Sporadic flowering in B. tulda was reported from Bengal in the 19th Century (Brandis, 1899). Mohan Ram and Harigopal (1981) observed sporadic flowering in B. tulda, which led to a gregarious outbreak within 3 years of incidence in Mizoram. In the population at Dighra studied here, no mast flowering has been noticed as yet (2005), and it has not been within the scope of the present report to confirm the 48 years of intermast period in B. tulda as reported earlier (Mohan Ram and Harigopal, 1981).

Janzen (1976) recorded infrequent flowering in bamboos, with a few clumps flowering in the year just before and after the main flowering cycle. Filgueiras and Pereira (1988) observed the incidence of sporadic flowering in a population of Actinocladum verticillatum which was superseeded by gregarious blooming by the end of the following year. These reports highlight the importance of recording the incidence of sporadic flowering, which may act as an indicator of gregarious flowering soon after.

Seed set

No seed production was recorded in the present study. This may be either due to protandry or due to the short height of the pistil coupled with tight overlapping of lemma and palea, which prevent the pistil from coming out, thereby reducing the chances of cross-pollination. The latter phenomenon has been reported previously in Bambusa vulgaris by Koshy and Harikumar (2000) and in B. cacharensis by Singha et al. (2003).

McClure (1966), with his vast experience of bamboos, concluded that introduced or cultivated bamboos often flower without any seed setting and those that set seeds are usually wild plants. It is reported from Taiwan that approximately 40 introduced bamboo species set very few seeds during flowering (Wang and Chen, 1971, 1972). Gamble (1904) and others (referred to in Janzen, 1976) were of the opinion that sporadic flowering in an isolated wild clump may set little or no seed. Janzen (1976) proposed that such off-set clumps are derived from synchronous populations due to the lack of selection pressure of seed-predators.

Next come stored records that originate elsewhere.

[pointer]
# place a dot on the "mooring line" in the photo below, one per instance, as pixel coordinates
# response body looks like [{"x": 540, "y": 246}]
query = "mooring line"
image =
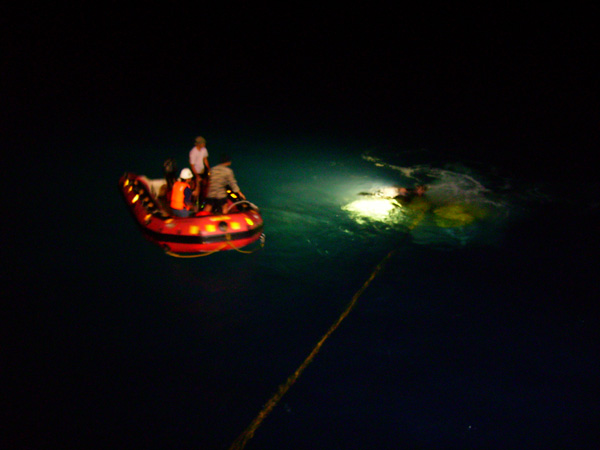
[
  {"x": 241, "y": 441},
  {"x": 248, "y": 433}
]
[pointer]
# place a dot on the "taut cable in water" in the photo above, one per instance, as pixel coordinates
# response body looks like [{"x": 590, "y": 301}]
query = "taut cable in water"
[{"x": 248, "y": 433}]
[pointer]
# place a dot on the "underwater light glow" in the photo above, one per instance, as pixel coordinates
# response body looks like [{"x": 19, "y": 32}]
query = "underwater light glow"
[{"x": 374, "y": 208}]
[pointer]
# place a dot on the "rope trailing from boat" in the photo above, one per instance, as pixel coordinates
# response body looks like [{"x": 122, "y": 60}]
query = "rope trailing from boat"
[
  {"x": 248, "y": 433},
  {"x": 195, "y": 255},
  {"x": 241, "y": 441}
]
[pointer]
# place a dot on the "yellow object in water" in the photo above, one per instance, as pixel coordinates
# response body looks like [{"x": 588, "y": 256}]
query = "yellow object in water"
[{"x": 457, "y": 215}]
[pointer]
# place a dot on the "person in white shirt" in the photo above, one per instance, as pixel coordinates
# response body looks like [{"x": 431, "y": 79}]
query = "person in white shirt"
[{"x": 200, "y": 167}]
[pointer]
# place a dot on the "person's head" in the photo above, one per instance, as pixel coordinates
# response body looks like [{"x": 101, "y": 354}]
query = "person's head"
[
  {"x": 200, "y": 142},
  {"x": 420, "y": 189},
  {"x": 186, "y": 174}
]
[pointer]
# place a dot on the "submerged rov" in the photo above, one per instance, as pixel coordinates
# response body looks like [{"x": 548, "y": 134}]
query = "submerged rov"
[{"x": 239, "y": 226}]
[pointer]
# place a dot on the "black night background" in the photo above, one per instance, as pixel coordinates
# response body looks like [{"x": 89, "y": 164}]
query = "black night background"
[{"x": 489, "y": 344}]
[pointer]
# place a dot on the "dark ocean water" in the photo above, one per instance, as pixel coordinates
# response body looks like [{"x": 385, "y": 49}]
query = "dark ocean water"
[
  {"x": 475, "y": 336},
  {"x": 482, "y": 329}
]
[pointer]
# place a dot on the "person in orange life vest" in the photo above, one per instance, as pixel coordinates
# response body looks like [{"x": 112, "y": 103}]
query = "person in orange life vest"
[{"x": 181, "y": 197}]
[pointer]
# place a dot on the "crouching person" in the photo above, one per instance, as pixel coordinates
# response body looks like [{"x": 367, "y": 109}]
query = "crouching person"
[{"x": 181, "y": 197}]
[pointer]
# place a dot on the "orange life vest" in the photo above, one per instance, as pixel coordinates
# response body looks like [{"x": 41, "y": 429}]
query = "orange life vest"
[{"x": 178, "y": 195}]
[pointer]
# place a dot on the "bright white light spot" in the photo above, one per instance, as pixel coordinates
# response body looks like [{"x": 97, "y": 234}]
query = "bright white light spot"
[{"x": 374, "y": 209}]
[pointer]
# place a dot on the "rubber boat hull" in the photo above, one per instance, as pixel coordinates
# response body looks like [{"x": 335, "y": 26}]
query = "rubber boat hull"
[{"x": 189, "y": 235}]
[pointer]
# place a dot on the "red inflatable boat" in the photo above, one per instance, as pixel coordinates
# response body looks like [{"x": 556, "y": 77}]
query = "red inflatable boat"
[{"x": 204, "y": 233}]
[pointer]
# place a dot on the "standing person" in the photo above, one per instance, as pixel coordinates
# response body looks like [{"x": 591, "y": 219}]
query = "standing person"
[
  {"x": 221, "y": 176},
  {"x": 181, "y": 197},
  {"x": 200, "y": 167}
]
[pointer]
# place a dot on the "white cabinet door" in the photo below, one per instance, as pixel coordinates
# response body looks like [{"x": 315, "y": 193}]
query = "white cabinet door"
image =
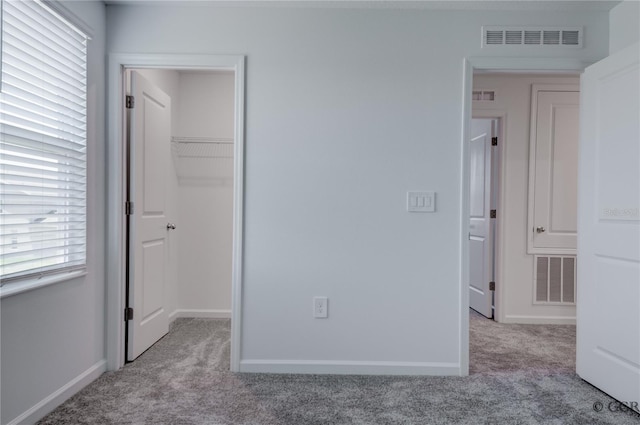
[
  {"x": 150, "y": 144},
  {"x": 553, "y": 170},
  {"x": 480, "y": 226},
  {"x": 608, "y": 307}
]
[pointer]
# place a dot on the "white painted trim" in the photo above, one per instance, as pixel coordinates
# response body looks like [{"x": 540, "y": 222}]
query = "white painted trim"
[
  {"x": 465, "y": 211},
  {"x": 492, "y": 64},
  {"x": 20, "y": 286},
  {"x": 116, "y": 188},
  {"x": 346, "y": 367},
  {"x": 531, "y": 187},
  {"x": 539, "y": 320},
  {"x": 56, "y": 398},
  {"x": 194, "y": 313}
]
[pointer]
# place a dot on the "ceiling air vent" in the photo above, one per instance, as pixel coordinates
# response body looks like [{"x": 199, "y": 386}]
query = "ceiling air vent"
[
  {"x": 488, "y": 95},
  {"x": 531, "y": 36}
]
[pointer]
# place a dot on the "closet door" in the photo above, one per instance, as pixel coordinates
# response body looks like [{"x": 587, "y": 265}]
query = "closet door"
[
  {"x": 149, "y": 150},
  {"x": 553, "y": 170}
]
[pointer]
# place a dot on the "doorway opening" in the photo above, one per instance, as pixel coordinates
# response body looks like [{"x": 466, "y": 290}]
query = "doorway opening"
[
  {"x": 198, "y": 170},
  {"x": 179, "y": 172},
  {"x": 534, "y": 174}
]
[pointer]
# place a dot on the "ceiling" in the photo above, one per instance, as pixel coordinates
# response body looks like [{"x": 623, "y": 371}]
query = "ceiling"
[{"x": 521, "y": 5}]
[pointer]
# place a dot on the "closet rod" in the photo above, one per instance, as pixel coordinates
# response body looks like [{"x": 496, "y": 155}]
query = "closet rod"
[{"x": 201, "y": 140}]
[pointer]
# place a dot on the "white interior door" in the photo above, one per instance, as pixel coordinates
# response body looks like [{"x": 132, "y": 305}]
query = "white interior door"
[
  {"x": 150, "y": 143},
  {"x": 480, "y": 226},
  {"x": 554, "y": 167},
  {"x": 608, "y": 307}
]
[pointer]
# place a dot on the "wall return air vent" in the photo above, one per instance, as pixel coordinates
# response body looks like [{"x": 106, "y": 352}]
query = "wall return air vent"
[{"x": 531, "y": 36}]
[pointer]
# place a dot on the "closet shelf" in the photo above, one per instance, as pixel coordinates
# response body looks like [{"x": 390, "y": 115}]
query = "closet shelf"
[{"x": 202, "y": 147}]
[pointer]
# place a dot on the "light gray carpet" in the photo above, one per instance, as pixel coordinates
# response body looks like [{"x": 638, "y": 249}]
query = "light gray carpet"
[{"x": 520, "y": 375}]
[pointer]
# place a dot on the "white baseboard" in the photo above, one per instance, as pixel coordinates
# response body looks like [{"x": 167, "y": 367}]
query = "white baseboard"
[
  {"x": 208, "y": 314},
  {"x": 53, "y": 400},
  {"x": 539, "y": 320},
  {"x": 350, "y": 367}
]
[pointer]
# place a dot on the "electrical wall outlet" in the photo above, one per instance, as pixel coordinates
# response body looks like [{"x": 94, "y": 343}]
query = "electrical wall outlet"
[{"x": 320, "y": 307}]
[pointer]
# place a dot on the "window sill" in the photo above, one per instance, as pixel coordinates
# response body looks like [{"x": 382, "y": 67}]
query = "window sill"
[{"x": 19, "y": 287}]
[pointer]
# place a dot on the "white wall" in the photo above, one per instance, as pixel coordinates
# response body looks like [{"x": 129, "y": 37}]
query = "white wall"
[
  {"x": 624, "y": 24},
  {"x": 346, "y": 110},
  {"x": 206, "y": 105},
  {"x": 206, "y": 109},
  {"x": 53, "y": 337},
  {"x": 513, "y": 97}
]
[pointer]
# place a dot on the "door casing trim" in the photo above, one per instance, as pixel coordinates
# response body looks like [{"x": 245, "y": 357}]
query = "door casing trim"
[{"x": 116, "y": 189}]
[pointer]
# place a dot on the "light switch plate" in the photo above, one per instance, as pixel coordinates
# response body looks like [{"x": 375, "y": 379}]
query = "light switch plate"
[{"x": 422, "y": 201}]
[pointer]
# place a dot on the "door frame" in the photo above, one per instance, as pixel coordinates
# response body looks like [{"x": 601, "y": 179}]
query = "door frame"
[
  {"x": 492, "y": 64},
  {"x": 116, "y": 192},
  {"x": 497, "y": 187}
]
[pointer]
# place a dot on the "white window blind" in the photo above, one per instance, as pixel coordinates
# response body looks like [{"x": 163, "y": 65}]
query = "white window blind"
[{"x": 43, "y": 135}]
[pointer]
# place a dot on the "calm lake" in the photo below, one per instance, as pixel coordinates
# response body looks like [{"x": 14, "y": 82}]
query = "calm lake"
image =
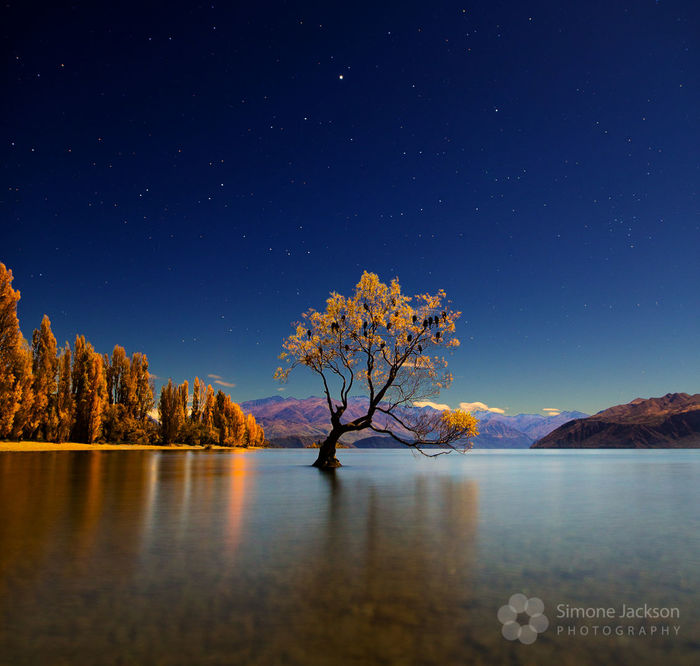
[{"x": 216, "y": 557}]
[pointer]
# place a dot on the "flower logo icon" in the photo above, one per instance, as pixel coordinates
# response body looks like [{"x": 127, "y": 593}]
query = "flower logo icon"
[{"x": 535, "y": 621}]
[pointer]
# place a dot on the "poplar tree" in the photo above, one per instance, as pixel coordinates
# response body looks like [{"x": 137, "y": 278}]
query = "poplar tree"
[
  {"x": 44, "y": 369},
  {"x": 142, "y": 386},
  {"x": 16, "y": 395},
  {"x": 197, "y": 400},
  {"x": 170, "y": 412},
  {"x": 89, "y": 390},
  {"x": 64, "y": 397}
]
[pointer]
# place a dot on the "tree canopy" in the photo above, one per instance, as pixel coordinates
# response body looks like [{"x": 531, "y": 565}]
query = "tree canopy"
[{"x": 391, "y": 346}]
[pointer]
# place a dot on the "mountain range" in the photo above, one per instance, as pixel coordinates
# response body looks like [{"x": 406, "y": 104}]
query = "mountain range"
[
  {"x": 297, "y": 423},
  {"x": 672, "y": 421}
]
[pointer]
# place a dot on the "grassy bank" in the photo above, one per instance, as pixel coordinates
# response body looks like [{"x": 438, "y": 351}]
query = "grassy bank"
[{"x": 74, "y": 446}]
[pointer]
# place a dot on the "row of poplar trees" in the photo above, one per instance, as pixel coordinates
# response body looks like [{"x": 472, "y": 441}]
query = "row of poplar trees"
[{"x": 60, "y": 395}]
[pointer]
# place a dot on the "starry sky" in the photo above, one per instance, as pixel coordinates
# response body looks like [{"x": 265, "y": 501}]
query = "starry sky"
[{"x": 186, "y": 179}]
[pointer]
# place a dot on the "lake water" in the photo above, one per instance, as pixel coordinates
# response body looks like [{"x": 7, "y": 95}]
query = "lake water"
[{"x": 216, "y": 557}]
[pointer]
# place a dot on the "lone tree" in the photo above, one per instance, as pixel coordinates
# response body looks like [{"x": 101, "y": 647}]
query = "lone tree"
[{"x": 382, "y": 341}]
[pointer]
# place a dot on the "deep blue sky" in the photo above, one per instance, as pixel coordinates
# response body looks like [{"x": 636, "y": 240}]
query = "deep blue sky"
[{"x": 186, "y": 180}]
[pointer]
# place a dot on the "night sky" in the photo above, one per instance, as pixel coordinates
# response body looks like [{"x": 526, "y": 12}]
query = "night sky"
[{"x": 185, "y": 180}]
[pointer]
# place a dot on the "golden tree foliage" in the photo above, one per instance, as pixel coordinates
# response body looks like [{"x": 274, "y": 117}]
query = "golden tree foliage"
[
  {"x": 170, "y": 412},
  {"x": 64, "y": 397},
  {"x": 212, "y": 419},
  {"x": 16, "y": 394},
  {"x": 89, "y": 391},
  {"x": 45, "y": 370},
  {"x": 391, "y": 346}
]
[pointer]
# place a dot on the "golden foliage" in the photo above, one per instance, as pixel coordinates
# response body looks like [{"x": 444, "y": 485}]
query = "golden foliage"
[{"x": 377, "y": 335}]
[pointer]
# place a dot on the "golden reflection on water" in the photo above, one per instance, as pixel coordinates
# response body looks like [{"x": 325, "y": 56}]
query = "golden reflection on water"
[{"x": 243, "y": 558}]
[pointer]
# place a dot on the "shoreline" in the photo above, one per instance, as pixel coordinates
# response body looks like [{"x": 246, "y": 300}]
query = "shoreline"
[{"x": 21, "y": 446}]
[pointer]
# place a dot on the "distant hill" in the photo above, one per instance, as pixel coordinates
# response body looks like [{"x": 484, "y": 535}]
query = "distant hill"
[
  {"x": 672, "y": 421},
  {"x": 297, "y": 423}
]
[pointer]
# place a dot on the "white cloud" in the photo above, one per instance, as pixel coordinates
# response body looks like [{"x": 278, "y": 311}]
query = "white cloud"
[
  {"x": 435, "y": 405},
  {"x": 480, "y": 407}
]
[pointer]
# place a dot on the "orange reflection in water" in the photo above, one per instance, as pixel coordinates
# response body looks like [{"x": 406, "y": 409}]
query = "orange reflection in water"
[{"x": 240, "y": 478}]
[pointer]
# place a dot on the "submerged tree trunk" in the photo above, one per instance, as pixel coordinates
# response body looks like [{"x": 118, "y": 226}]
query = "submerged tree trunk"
[{"x": 326, "y": 453}]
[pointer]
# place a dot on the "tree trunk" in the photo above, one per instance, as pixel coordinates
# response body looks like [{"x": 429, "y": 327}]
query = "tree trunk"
[{"x": 326, "y": 453}]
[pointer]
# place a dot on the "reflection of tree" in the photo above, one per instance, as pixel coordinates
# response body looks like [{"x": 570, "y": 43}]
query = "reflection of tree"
[{"x": 388, "y": 580}]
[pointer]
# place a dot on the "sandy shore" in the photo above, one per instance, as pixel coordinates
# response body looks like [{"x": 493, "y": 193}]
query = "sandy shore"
[{"x": 74, "y": 446}]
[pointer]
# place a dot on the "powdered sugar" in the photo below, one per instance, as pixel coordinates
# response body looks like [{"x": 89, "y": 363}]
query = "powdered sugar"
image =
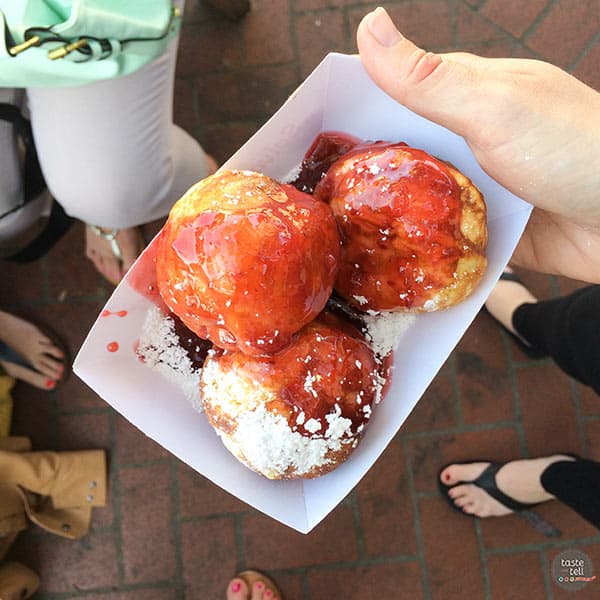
[
  {"x": 384, "y": 330},
  {"x": 262, "y": 439},
  {"x": 159, "y": 348}
]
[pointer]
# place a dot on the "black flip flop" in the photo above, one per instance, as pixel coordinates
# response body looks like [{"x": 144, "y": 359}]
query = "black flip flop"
[
  {"x": 8, "y": 354},
  {"x": 529, "y": 351},
  {"x": 487, "y": 482}
]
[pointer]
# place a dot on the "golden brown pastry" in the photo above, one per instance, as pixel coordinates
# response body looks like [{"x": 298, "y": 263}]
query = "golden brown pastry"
[
  {"x": 413, "y": 228},
  {"x": 246, "y": 262},
  {"x": 300, "y": 413}
]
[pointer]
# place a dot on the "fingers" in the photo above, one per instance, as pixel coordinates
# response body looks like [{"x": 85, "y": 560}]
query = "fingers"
[
  {"x": 39, "y": 380},
  {"x": 437, "y": 87}
]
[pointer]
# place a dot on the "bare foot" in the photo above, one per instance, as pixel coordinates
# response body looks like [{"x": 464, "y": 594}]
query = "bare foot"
[
  {"x": 252, "y": 585},
  {"x": 519, "y": 479},
  {"x": 45, "y": 358},
  {"x": 505, "y": 298},
  {"x": 99, "y": 251}
]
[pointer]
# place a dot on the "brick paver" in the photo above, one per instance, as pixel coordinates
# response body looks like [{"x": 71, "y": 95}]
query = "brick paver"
[{"x": 171, "y": 535}]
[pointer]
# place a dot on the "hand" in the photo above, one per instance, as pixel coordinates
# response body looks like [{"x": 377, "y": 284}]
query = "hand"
[{"x": 532, "y": 127}]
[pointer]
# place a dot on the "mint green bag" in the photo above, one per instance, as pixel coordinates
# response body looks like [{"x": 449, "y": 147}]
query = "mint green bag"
[{"x": 50, "y": 43}]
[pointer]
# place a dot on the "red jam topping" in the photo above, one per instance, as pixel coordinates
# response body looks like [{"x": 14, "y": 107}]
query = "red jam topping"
[
  {"x": 109, "y": 313},
  {"x": 324, "y": 151},
  {"x": 399, "y": 211},
  {"x": 327, "y": 365},
  {"x": 246, "y": 262}
]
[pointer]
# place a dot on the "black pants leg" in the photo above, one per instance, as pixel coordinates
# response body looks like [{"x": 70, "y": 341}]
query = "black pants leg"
[
  {"x": 577, "y": 484},
  {"x": 568, "y": 330}
]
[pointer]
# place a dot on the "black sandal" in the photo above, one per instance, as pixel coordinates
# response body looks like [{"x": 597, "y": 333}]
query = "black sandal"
[
  {"x": 529, "y": 351},
  {"x": 487, "y": 482}
]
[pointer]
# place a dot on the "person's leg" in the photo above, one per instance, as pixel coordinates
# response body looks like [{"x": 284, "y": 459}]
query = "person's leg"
[
  {"x": 576, "y": 484},
  {"x": 28, "y": 354},
  {"x": 518, "y": 479},
  {"x": 568, "y": 330},
  {"x": 112, "y": 156}
]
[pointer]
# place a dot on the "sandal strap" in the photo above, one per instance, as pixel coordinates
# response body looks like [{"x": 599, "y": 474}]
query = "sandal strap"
[
  {"x": 487, "y": 482},
  {"x": 111, "y": 237},
  {"x": 510, "y": 276},
  {"x": 9, "y": 355}
]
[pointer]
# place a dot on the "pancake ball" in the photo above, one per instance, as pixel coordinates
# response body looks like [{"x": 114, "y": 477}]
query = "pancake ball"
[
  {"x": 246, "y": 262},
  {"x": 298, "y": 414},
  {"x": 413, "y": 229}
]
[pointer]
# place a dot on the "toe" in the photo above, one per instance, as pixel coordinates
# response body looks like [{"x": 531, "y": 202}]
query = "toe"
[
  {"x": 456, "y": 473},
  {"x": 237, "y": 590},
  {"x": 459, "y": 491}
]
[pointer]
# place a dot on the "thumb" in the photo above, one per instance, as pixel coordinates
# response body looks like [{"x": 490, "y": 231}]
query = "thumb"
[{"x": 438, "y": 87}]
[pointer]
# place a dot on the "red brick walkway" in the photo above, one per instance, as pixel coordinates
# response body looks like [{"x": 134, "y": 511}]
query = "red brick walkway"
[{"x": 168, "y": 533}]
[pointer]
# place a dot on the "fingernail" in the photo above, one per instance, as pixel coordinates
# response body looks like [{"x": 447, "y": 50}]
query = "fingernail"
[{"x": 382, "y": 28}]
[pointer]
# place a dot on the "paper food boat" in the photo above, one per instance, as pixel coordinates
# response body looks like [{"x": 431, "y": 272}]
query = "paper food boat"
[{"x": 340, "y": 96}]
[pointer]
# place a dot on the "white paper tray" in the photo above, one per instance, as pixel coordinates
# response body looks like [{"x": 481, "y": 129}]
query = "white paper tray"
[{"x": 340, "y": 96}]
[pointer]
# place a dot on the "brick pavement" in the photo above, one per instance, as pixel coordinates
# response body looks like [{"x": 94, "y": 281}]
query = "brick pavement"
[{"x": 170, "y": 534}]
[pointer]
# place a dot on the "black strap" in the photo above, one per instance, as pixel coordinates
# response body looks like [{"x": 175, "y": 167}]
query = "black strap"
[{"x": 487, "y": 482}]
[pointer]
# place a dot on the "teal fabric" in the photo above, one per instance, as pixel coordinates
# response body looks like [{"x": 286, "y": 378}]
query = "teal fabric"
[{"x": 135, "y": 32}]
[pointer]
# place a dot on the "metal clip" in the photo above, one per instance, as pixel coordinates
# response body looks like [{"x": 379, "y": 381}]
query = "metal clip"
[
  {"x": 66, "y": 49},
  {"x": 32, "y": 41}
]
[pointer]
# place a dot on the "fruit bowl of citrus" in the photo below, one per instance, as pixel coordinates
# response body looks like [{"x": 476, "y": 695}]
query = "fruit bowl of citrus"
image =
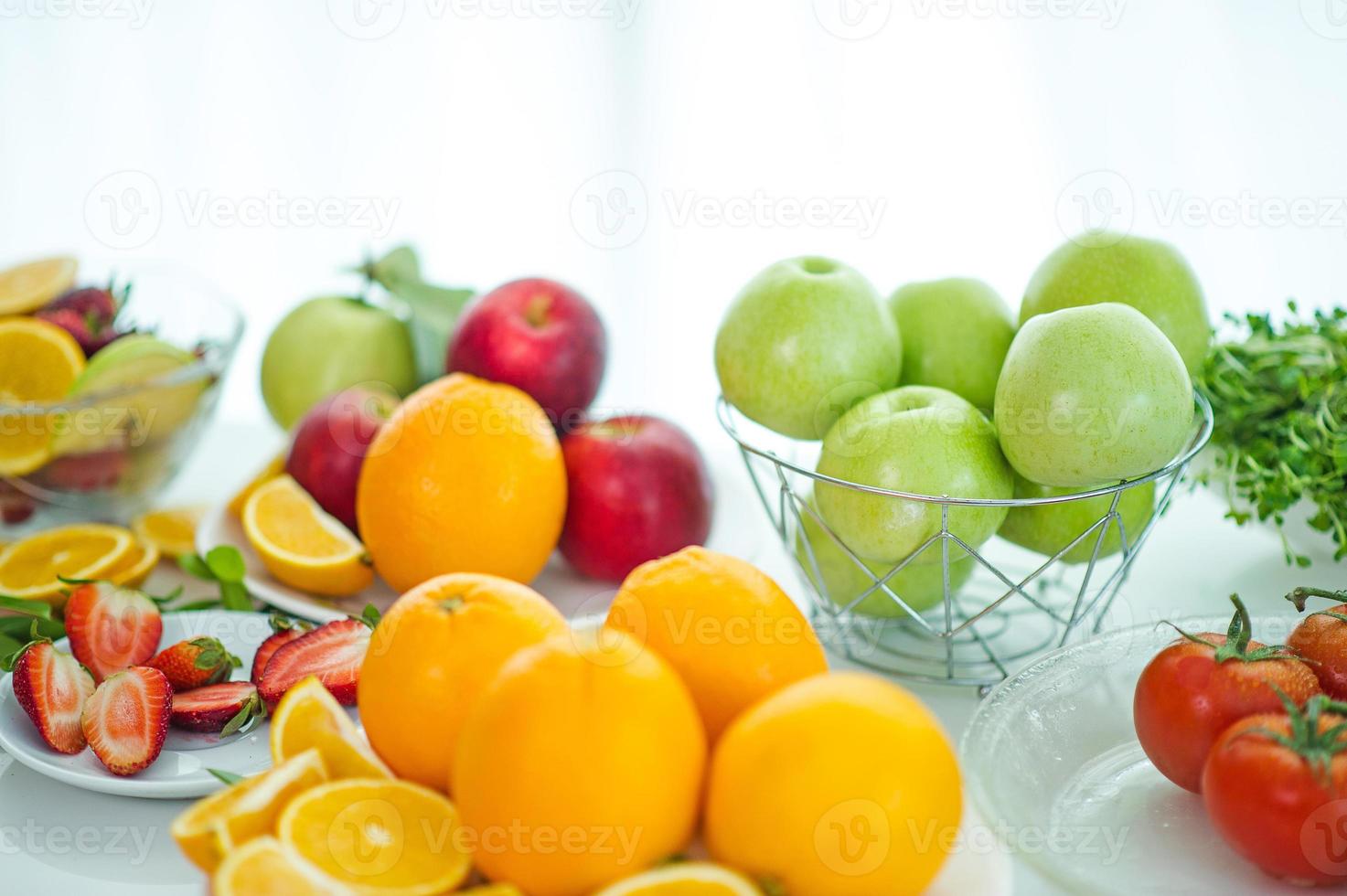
[{"x": 105, "y": 387}]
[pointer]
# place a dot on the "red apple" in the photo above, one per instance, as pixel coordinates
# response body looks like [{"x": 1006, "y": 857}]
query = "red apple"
[
  {"x": 538, "y": 336},
  {"x": 330, "y": 443},
  {"x": 637, "y": 489}
]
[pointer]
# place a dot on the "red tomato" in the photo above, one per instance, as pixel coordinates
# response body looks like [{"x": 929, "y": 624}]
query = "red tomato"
[
  {"x": 1276, "y": 788},
  {"x": 1321, "y": 639},
  {"x": 1201, "y": 685}
]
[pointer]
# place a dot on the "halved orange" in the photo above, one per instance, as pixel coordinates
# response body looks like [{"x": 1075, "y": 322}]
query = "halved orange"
[
  {"x": 173, "y": 531},
  {"x": 387, "y": 837},
  {"x": 33, "y": 568},
  {"x": 27, "y": 287},
  {"x": 227, "y": 819},
  {"x": 39, "y": 363},
  {"x": 265, "y": 867},
  {"x": 309, "y": 717},
  {"x": 302, "y": 545}
]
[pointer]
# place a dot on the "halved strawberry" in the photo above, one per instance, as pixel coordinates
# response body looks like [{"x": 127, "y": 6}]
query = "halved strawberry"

Molecular characterization through RAPD fingerprinting

Differentiation between populations of B. tulda was studied by means of RAPD fingerprinting patterns. This technique was chosen for its simplicity, rapidity and cost-effectiveness. During this investigation 30 random oligomers were screened, out of which 15 generated reproducible fingerprinting patterns for B. tulda (Fig. 4). The approximate size range of the RAPD products was 300 bp to 1·5 kb (Table 3). The highest number (five) of bands was obtained with OPOJ-01 and the lowest (one) was scored with OPA-07 and PW-01 primers.

Fig. 4.

A representative profile of RAPD-based molecular cataloguing of B. tulda. Lane 1, OPA-02; lane 2, OPA-03; lane 3, OPA-05; lane 4, OPA-06; lane 5, OPA-07; lane 6, OPA-10; lane 7, PW-01; lane 8, OPOJ-01; lane 9, OPOJ-04; lane 10, OPOJ-12; lane 11, OPOJ-18; lane 12, OPOB-02; lane 13, OPOB-03; lane 14, OPOB-04; lane 15, OPOB-05. M1 = 100 bp DNA ladder marker; M2 = 1·5 kb + 100 bp DNA ladder marker.

Table 3.

The amplified products obtained using different RAPD primers from the genomic DNA of B. tulda

Primers	Nucleotide sequence (5′–3′)	Total no. of amplified bands	Size ranges of bands (bp)
OPA-02	TGCCGAGCTG	3	1038–1350
OPA-03	AGTCAGCCAC	3	1015–1263
OPA-05	AGGGGTCTTG	4	432–1155
OPA-06	GGTCCCTGAC	2	1133–1458
OPA-07	GAAACGGGTG	1	963
OPA-10	GTGATCGCAG	2	474–1068
OPOB-02	TGATCCCTGG	3	793–1172
OPOB-03	CATCCCCCTG	3	761–1145
OPOB-04	GGACTGGAGT	4	747–1273
OPOB-05	TGCGCCCTTC	2	503–594
OPOJ-01	CTGCTGGGAC	5	785–1208
OPOJ-04	CCTTGACGCA	3	629–1023
OPOJ-12	GGAGGGTGTT	2	625–785
OPOJ-18	AGGGAACGAG	3	322–1098
PW-01	TGGTCACTGA	1	1200

However, no polymorphism could be detected between any of the different populations studied or between any of the phenotypic variants identified in B. tulda. This finding is in striking contrast to experience from other species of Bambusa in which levels of polymorphism generated by many of these random oligomers has been found to be reasonably high at inter and infra generic level (Das et al., 2006; see Appendix).

As far as is known, this is the first report of an integrated study at both the molecular and the morphological levels for complete characterization of a commercially important bamboo species.